Luis Hernández Mellizo’s sculptures begin with large reference tomes - dictionaries, atlases, and other books from the pre-internet era that attempted to encapsulate the world’s knowledge within a single publication. He then carves into the covers and pages, questioning ideas about the limits of human understanding. In Universitas, one end of the stack of books is cut out in the shape of South America, and the other end is cut out in the shape of Africa. The two continents were conjoined around 140 million years ago. Hernández Mellizo challenges viewers to consider the connections between these vast, important continents, which are not usually linked in the collective imagination but have much shared history.

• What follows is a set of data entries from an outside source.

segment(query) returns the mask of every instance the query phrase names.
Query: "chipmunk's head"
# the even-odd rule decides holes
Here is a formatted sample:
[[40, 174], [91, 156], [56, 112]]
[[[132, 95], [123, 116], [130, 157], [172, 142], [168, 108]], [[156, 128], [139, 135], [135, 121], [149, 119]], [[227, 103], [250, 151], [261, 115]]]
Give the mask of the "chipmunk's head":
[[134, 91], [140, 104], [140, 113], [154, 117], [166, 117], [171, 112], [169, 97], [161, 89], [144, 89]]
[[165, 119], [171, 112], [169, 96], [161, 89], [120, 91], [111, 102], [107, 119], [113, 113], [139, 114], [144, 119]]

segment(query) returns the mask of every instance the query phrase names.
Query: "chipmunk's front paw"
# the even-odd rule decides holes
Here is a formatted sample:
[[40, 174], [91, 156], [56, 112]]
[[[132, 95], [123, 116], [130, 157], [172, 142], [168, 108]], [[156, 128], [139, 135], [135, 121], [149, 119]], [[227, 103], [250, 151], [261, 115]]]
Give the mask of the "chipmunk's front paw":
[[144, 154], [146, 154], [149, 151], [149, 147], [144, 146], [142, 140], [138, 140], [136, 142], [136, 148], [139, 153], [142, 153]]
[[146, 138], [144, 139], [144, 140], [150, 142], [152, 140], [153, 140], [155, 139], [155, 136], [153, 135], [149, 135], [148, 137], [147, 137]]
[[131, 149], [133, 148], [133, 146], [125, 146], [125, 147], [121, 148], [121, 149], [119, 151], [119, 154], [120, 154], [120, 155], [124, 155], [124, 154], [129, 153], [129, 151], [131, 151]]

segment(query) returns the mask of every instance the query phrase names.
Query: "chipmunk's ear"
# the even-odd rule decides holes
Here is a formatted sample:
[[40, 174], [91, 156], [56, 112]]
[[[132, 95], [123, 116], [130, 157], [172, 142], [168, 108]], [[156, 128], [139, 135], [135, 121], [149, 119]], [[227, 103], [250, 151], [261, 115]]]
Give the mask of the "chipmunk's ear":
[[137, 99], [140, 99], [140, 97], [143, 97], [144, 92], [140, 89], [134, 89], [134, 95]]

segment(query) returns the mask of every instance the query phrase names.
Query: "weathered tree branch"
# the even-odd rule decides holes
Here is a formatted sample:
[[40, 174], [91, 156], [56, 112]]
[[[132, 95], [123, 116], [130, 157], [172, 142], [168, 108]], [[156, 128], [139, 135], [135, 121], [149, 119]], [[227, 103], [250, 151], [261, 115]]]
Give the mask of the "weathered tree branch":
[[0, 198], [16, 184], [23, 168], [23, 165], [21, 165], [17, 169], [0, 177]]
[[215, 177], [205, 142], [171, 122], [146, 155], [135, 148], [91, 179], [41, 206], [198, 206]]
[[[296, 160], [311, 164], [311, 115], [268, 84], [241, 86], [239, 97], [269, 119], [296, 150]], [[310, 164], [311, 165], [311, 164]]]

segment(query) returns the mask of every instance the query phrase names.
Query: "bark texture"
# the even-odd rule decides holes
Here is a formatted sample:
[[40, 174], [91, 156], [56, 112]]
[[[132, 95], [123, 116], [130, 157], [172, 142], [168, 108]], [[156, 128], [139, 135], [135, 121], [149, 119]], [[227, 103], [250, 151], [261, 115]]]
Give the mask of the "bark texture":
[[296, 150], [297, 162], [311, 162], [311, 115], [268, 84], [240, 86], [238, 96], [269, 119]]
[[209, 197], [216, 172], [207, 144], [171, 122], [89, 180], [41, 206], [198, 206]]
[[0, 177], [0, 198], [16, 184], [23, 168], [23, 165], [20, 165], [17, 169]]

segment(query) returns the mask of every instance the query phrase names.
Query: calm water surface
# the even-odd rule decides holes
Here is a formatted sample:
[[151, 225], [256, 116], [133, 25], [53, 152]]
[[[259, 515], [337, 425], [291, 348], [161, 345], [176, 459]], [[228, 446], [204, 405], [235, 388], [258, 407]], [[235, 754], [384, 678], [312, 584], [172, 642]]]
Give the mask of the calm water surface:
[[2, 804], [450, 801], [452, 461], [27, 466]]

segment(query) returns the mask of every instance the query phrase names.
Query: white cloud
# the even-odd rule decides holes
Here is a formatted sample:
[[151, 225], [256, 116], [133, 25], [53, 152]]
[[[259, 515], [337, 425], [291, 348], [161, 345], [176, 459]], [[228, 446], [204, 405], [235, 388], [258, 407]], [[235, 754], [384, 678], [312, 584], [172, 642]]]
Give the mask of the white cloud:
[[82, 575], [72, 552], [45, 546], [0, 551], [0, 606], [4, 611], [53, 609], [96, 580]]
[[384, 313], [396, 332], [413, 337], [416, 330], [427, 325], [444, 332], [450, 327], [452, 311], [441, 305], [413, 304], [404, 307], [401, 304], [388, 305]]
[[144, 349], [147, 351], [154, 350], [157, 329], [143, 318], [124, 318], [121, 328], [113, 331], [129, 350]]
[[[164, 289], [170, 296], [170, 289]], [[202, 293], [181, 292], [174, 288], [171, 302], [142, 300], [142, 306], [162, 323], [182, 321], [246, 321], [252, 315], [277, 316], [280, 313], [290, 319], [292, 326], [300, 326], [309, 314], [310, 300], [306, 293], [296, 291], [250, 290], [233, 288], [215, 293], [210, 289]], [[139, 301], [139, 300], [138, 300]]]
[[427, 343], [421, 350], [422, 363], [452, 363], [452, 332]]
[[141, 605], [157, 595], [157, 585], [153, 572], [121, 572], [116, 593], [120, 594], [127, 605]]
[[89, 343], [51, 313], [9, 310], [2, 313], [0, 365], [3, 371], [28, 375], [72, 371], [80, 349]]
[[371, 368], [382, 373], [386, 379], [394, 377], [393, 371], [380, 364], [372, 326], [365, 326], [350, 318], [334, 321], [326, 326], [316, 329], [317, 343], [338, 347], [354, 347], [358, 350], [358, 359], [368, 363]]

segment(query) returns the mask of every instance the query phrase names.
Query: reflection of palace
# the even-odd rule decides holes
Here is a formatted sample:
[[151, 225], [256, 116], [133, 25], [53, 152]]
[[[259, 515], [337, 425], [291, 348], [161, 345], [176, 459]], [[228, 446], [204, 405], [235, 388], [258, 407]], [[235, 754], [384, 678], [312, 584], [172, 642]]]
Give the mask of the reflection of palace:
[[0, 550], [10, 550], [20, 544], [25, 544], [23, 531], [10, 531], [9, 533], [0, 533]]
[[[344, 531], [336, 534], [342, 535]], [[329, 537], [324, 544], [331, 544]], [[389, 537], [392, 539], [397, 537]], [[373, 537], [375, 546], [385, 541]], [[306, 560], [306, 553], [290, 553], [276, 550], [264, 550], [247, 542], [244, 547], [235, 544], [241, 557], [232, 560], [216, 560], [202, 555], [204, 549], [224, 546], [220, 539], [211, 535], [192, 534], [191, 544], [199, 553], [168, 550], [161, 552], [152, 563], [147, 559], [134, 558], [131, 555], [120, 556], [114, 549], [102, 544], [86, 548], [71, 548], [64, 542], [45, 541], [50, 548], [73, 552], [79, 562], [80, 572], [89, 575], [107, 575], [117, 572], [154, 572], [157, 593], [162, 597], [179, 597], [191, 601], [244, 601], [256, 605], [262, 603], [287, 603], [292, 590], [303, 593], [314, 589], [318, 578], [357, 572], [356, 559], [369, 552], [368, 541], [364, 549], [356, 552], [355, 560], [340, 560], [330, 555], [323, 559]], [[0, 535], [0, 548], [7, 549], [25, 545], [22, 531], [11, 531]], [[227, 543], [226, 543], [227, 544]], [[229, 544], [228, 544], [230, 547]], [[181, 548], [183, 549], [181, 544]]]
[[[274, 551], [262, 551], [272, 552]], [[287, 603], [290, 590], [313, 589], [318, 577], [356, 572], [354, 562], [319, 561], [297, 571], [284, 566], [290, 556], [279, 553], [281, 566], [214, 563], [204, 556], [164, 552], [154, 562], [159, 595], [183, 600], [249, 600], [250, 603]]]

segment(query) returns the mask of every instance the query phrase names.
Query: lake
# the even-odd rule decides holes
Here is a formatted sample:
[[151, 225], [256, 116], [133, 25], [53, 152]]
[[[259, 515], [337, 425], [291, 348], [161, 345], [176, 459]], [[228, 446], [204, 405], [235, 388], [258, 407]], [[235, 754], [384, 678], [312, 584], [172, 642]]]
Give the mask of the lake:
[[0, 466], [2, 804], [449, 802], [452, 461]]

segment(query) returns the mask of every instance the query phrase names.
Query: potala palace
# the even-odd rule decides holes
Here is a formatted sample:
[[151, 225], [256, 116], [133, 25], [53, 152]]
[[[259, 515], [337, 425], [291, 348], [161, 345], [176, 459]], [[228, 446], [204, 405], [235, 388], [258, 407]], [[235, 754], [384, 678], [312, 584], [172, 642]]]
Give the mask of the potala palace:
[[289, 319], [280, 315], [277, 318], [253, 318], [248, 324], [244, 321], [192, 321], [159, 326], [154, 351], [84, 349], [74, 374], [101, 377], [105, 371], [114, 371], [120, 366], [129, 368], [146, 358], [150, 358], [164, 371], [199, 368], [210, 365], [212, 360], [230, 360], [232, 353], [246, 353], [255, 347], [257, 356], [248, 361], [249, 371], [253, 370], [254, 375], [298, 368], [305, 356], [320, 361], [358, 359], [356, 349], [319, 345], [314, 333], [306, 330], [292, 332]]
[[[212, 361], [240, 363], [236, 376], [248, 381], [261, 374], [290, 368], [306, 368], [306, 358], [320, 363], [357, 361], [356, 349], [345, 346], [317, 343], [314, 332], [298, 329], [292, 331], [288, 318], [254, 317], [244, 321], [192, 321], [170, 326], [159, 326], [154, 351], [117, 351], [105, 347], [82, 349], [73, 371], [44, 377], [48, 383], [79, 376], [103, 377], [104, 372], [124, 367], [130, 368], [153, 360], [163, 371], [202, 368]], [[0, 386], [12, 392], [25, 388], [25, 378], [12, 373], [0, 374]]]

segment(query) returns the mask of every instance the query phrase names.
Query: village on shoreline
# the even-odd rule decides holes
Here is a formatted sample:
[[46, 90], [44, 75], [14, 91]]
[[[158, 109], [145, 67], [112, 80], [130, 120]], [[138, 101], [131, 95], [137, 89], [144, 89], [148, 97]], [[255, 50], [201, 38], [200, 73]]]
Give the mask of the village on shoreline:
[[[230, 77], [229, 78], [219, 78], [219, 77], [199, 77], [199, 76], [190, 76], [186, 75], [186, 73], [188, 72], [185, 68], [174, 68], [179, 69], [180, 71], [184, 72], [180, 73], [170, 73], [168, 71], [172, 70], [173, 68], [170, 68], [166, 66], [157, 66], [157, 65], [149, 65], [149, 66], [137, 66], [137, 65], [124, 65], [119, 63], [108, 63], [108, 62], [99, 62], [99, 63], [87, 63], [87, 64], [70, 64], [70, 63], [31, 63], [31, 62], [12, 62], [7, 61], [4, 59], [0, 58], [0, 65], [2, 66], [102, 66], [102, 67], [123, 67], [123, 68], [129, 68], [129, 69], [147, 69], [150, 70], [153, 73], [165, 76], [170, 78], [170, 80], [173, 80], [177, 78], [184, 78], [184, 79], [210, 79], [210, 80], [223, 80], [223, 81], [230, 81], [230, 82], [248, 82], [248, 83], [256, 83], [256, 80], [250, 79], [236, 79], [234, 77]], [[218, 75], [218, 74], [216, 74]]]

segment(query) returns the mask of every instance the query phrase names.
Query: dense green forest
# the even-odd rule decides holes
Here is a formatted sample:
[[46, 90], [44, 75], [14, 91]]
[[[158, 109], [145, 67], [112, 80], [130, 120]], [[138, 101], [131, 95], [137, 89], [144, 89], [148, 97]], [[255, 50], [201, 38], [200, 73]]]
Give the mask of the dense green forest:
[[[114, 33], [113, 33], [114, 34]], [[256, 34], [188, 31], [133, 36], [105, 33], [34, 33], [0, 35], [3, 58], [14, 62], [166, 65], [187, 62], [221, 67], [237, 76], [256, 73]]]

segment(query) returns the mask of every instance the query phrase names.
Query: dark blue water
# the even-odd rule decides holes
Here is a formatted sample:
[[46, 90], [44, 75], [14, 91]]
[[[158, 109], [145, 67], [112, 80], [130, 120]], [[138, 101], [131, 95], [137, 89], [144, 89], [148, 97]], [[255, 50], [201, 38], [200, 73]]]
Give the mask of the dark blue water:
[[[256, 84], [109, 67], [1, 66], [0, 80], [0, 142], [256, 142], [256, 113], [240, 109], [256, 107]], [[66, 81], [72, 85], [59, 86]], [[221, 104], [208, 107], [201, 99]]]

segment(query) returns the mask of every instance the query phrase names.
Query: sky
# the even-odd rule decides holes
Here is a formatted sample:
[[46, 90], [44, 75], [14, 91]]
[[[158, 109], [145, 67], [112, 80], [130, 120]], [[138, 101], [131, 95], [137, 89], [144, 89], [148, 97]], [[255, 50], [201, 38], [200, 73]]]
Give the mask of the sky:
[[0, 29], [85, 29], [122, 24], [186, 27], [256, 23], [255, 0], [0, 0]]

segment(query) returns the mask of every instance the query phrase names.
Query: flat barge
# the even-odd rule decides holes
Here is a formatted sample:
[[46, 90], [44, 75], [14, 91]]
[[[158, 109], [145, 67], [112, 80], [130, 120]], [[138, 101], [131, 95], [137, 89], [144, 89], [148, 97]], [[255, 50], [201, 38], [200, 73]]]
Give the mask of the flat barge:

Three vibrant painted works by Beatriz Olano stretch painting to new forms and media. Ventura is a series of fifteen square canvases and the most traditional piece in the presentation. El Paseo is a retro suitcase that was purchased at a flea market and reimagined with fresh colors. Cruzado is another vintage find, though its source is not easily identifiable: an oblong wooden frame, possibly an element of a piece of furniture, is reimagined as geometric abstraction and caned with rattan. Rather than the rigid geometry and primary colors of Sol LeWitt’s early work, Olano uses an asymmetric approach and paints in magenta, azure, and persimmon.
Fernando Uhía’s Bipolares canvases also adopt an uninhibited use of the palette, expanding upon the color experiments of predecessors like Josef Albers. Two works from his series, On the Nature of Daylight, are geometric explorations of a genre that has challenged and captivated artists throughout history. Jaime Tarazona’s interpretation of the subject matter involves six canvases of different shapes and shades of blue, assembled in a square. Though modern, the piece has the soothing effect of looking out at the sea on a clear day.
When Juan Rodríguez Varón looks to nature for inspiration, he uses textured brushwork. Using only a few hues and shapes, and forgoing varnish, he creates minimalist canvases that elegantly reflect the rhythms of his titular ferns and dahlias. His compositions suggest other elements, and perhaps even figures, that might emerge from them.
Jaime Avila exhibits two photographs captured in Colombia’s urban environments. One of them, Van Gogh, is a diptych. On the right, there is a stately church on an empty, unpaved road filled with puddles. On the left is a smiling man in the middle of a road lined with buildings on both sides. Though his warm expression and the towering building behind him suggest otherwise, the subject was homeless when Avila took his portrait. This image is juxtaposed with the warmer tones and lights of the church in the diptych's right panel, leaving us with much to ponder about urban layouts and the lives that inhabit them.